Components

Axetract is built with a plug-and-play philosophy. Every stage of the pipeline is a component that can be customized or replaced.

Preprocessor

The preprocessor is responsible for turning raw input into something the LLM can understand.

Cleaning: Removal of script tags, styles, and non-essential whitespace.
Chunking: Dividing the DOM into semantic groups to avoid exceeding context limits.

from axetract.preprocessor import AXEPreprocessor

preprocessor = AXEPreprocessor(use_clean_chunker=True)

Pruner

The Pruner is a "relevance filter". It uses a 0.6B model to score HTML chunks and keep only the ones that match the user's intent.

Token Savings: Reduces the average context length by nearly 98% (averaging 97.9%).
Context Preservation: Ensures that even large pages fit into small context windows.

Extractor

The Extractor performs the final structured mapping.

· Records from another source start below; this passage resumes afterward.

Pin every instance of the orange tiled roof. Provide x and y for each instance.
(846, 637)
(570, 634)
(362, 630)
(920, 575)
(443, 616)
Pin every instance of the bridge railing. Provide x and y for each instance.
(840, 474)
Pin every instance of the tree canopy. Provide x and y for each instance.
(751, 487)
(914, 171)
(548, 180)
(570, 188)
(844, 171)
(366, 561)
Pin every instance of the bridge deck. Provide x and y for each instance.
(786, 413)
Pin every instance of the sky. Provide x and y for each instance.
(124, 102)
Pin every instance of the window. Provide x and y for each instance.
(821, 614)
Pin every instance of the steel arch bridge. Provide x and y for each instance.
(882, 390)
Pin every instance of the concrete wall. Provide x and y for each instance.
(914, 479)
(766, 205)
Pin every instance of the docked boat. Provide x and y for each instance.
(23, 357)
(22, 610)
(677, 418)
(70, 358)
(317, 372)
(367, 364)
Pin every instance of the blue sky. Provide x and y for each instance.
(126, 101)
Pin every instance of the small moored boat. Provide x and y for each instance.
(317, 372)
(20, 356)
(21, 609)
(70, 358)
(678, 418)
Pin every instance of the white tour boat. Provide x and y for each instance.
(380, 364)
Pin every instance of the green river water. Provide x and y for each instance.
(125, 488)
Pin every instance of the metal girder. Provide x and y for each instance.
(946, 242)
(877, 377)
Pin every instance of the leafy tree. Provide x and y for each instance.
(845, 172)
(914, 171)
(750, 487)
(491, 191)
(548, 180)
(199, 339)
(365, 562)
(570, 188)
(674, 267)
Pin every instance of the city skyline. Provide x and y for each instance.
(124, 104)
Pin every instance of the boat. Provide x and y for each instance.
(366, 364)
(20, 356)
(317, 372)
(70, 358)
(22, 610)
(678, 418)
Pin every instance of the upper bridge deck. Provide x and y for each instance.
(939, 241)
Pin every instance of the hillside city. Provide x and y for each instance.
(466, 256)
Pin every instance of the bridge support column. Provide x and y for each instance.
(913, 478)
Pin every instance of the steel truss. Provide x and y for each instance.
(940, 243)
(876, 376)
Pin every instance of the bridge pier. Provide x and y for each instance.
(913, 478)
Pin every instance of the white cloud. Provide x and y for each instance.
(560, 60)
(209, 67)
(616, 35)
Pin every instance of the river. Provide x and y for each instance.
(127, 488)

It is trained to: 1. Understand the schema or natural language query. 2. Search through the pruned HTML. 3. Generate valid JSON. 4. Provide XPaths for every extracted value.

Postprocessor

The Postprocessor ensures the output is production-ready.

Schema Validation: Forcing the output to match your Pydantic model.
JSON Repair: Using json-repair to fix common LLM formatting errors (missing braces, trailing commas).
Coordinate Mapping: Merging XPaths with the JSON object.